É inútil atribuir conceitos à ciência: mesmo quando ela se ocupa dos mesmos "objetos", não é sob o aspecto do conceito, não é criando conceitos. Dir-se-á que é uma questão de palavras, mas é raro que as palavras não impliquem intenções e armadilhas. Seria uma pura questão de palavras se decidíssemos reservar o conceito à ciência, sob condição de se encontrar outra palavra para designar o negócio da filosofia. Mas o mais das vezes procedemos de outra maneira. Começamos por atribuir o poder do conceito à ciência, definimos o conceito pelos procedimentos criativos da ciência, medimo-lo pela ciência, depois perguntamos se não resta uma possibilidade para que a filosofia forme por sua vez conceitos de segunda zona, que suprem sua própria insuficiência por um vago apelo ao vivido. Assim Gilles Gaston-Granger começa por definir o conceito como uma proposição ou uma função científicas, depois concede que pode até mesmo haver conceitos filosóficos que substituam a referência ao objeto pelo correlato de uma "totalidade do vivido"(4). Mas, de fato, ou a filosofia ignora tudo a respeito do conceito, ou ela o conhece de pleno direito e de primeira mão, a ponto de nada dele deixar para a ciência, que aliás não tem nenhuma necessidade dele e que só se ocupa de estados de coisas e de suas condições. As proposições ou funções bastam para a ciência, ao passo que a filosofia não tem necessidade, por seu lado, de invocar um vivido que só daria uma vida fantasmática e extrínseca a conceitos secundários, por si mesmos exangues. O conceito filosófico não se refere ao vivido, por compensação, mas consiste, por sua própria criação, em erigir um acontecimento que sobrevoe todo o vivido, bem como qualquer estado de coisas. Cada conceito corta o acontecimento, o recorta a sua maneira. A grandeza de uma filosofia avalia-se pela natureza dos acontecimentos aos quais seus conceitos nos convocam, ou que ela nos torna capazes de depurar em conceitos. Portanto, é necessário experimentar em seus mínimos detalhes o vínculo único, exclusivo, dos conceitos com a filosofia como disciplina criadora. O conceito pertence à filosofia e só a ela pertence.

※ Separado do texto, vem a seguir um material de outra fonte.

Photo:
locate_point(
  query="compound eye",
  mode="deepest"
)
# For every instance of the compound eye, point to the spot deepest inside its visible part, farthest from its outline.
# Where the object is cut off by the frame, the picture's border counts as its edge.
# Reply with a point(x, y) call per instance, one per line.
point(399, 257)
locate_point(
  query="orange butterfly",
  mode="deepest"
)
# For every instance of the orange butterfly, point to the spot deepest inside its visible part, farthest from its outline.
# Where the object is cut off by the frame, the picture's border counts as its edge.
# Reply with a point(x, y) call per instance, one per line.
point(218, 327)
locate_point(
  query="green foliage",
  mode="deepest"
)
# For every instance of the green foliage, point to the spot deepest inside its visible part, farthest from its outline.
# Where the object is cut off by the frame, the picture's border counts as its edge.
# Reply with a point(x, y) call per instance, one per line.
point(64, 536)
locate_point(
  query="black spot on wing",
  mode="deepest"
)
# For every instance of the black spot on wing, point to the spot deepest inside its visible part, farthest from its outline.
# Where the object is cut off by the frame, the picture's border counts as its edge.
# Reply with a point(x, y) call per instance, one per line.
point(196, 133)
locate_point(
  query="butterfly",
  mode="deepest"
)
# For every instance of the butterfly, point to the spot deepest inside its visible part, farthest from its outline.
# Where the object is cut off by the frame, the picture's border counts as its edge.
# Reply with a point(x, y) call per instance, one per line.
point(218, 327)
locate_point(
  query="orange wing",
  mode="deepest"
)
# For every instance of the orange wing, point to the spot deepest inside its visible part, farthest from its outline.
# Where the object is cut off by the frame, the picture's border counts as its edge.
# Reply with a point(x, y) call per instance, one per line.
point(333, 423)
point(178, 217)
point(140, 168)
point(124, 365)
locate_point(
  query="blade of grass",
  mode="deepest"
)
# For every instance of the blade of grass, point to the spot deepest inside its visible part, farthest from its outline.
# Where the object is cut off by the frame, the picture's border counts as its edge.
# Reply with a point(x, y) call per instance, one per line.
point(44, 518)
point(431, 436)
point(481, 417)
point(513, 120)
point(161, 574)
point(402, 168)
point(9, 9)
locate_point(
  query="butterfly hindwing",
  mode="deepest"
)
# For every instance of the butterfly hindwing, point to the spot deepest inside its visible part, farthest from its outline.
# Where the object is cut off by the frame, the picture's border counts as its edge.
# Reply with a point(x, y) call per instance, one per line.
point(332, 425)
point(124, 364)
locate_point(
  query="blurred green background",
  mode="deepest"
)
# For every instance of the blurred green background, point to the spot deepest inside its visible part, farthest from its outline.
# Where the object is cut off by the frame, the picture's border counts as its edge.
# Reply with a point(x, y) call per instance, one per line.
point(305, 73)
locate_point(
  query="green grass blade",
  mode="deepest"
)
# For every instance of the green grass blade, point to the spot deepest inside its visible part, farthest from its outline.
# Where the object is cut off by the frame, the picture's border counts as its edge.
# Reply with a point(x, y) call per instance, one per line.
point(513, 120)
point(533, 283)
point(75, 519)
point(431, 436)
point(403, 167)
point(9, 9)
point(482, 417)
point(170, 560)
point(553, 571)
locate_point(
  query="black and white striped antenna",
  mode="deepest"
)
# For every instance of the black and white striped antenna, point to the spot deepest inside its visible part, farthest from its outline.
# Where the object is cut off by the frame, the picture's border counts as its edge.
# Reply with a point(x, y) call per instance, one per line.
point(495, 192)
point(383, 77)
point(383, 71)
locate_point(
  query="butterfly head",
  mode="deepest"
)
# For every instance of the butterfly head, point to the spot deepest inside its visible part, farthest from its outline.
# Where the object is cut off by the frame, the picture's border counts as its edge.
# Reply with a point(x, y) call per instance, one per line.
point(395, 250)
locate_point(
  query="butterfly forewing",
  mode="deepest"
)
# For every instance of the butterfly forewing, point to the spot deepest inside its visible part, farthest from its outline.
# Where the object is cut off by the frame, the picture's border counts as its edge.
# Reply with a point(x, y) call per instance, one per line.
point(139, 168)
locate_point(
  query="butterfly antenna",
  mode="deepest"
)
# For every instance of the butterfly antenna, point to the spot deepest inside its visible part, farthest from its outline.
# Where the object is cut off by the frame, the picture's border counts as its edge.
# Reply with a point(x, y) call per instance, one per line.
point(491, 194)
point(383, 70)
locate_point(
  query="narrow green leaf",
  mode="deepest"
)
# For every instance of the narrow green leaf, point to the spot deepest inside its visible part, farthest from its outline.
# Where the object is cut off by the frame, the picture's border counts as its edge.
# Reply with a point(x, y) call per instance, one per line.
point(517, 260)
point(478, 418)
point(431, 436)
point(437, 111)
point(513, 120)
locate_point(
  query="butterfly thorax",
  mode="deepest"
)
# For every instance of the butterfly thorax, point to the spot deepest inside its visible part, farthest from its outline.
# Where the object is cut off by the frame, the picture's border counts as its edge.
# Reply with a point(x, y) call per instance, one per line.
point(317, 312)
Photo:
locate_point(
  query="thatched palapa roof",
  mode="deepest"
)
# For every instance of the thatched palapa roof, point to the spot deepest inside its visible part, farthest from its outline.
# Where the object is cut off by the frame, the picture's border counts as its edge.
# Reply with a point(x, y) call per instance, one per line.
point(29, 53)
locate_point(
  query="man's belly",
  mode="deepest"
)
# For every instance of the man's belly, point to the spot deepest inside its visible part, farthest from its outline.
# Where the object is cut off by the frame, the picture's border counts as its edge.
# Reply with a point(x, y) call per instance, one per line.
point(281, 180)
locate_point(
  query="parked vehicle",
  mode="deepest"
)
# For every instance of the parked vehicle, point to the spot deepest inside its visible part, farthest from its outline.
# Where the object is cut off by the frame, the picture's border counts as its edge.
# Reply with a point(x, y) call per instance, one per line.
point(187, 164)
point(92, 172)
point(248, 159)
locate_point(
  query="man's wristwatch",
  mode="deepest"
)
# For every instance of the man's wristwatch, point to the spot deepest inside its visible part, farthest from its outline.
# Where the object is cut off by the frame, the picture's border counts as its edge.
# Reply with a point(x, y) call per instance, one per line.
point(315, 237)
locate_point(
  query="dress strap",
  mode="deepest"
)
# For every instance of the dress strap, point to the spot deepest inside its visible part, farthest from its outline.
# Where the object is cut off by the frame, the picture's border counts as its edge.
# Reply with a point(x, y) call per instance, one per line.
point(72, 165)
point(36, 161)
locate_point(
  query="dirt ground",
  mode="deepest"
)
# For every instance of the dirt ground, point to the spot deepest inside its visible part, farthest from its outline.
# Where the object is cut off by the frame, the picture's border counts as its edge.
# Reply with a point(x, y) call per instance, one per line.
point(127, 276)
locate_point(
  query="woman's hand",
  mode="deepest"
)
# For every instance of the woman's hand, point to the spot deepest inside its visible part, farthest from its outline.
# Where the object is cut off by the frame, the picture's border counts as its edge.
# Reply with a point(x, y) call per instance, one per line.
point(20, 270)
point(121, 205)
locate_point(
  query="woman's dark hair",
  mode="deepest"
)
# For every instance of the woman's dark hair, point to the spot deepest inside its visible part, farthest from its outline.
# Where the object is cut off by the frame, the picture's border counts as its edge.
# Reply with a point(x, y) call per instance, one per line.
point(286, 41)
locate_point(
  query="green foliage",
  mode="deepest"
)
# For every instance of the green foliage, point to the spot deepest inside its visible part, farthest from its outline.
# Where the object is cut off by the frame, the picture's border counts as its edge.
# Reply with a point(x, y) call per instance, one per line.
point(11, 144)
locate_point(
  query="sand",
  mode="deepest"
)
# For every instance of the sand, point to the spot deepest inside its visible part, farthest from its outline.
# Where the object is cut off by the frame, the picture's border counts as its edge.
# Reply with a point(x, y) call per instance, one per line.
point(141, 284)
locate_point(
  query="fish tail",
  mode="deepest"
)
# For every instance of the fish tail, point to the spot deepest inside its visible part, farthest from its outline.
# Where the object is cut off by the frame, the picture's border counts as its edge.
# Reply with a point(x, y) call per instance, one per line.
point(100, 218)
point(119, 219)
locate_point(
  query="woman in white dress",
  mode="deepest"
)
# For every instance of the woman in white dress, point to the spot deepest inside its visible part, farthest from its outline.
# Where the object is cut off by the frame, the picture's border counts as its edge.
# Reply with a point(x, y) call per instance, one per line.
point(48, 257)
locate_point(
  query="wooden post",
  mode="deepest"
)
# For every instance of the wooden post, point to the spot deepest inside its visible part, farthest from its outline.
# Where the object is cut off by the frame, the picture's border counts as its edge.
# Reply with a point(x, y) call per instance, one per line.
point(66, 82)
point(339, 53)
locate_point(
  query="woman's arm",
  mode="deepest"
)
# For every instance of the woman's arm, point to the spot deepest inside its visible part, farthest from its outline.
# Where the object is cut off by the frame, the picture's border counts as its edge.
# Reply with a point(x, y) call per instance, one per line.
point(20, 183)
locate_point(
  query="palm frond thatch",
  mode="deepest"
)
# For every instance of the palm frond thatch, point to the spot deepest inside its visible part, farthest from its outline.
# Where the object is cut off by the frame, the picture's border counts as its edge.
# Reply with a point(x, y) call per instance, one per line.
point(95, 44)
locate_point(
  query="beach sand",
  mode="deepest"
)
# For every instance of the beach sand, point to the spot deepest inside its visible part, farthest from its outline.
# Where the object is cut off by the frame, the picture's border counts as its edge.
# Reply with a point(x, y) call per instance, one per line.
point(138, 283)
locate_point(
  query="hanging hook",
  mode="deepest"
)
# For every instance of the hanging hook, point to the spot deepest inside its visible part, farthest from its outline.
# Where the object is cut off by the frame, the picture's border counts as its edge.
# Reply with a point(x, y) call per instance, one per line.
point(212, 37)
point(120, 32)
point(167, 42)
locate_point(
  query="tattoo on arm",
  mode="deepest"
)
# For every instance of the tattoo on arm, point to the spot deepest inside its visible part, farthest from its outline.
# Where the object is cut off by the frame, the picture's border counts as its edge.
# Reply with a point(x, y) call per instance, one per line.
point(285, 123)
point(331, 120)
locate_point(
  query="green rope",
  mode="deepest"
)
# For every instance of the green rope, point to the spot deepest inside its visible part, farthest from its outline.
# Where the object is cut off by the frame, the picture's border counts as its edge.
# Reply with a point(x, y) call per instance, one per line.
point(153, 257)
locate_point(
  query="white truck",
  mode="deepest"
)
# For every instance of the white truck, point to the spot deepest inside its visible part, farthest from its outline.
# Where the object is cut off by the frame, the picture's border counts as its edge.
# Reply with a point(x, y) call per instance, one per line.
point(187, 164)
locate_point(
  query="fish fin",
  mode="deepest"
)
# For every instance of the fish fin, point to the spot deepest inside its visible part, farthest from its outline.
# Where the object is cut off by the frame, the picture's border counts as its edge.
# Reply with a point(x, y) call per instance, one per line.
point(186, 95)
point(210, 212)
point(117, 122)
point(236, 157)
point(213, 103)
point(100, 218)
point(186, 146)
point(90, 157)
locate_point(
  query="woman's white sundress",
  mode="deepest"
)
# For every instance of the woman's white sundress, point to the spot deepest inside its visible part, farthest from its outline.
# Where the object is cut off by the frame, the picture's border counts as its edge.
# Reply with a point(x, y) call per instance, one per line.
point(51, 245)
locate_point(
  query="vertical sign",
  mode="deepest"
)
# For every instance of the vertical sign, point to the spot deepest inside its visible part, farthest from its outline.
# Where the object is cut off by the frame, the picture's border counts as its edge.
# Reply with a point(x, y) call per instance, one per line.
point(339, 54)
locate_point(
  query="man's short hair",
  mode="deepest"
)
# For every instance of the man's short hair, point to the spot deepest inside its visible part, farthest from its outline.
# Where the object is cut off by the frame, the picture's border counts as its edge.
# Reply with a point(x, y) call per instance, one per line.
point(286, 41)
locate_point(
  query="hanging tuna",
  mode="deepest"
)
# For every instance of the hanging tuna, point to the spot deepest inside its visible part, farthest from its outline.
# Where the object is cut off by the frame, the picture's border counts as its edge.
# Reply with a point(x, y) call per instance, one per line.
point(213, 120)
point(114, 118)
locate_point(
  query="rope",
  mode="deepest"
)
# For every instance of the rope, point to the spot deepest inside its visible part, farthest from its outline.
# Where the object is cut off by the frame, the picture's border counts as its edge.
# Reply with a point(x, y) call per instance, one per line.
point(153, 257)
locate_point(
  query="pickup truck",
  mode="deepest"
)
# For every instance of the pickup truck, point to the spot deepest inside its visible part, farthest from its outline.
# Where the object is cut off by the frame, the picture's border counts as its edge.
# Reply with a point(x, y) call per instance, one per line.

(1) Esta história, que não começa com Leibniz, passa por episódios tão diversos quanto a proposição de outrem como tema constante em Wittgenstein ("ele está com dor de dente..."), e a posição de outrem como teoria do mundo possível em Michel Tournier (Vendredi ou les limbes du Pacifique, Gallimard).
(2) Sobre o sobrevôo, e as superfícies ou volumes absolutos como seres reais, cf. Raymond Ruyer, Néofinalisme, P.U.F., cap. IX-XI.
(3) Leibniz, Système nouveau de Ia Nature, §12.
(4) Gilles-Gaston Granger, Pour Ia connaissance philosophique, Ed. Odile Jacob, cap. VI.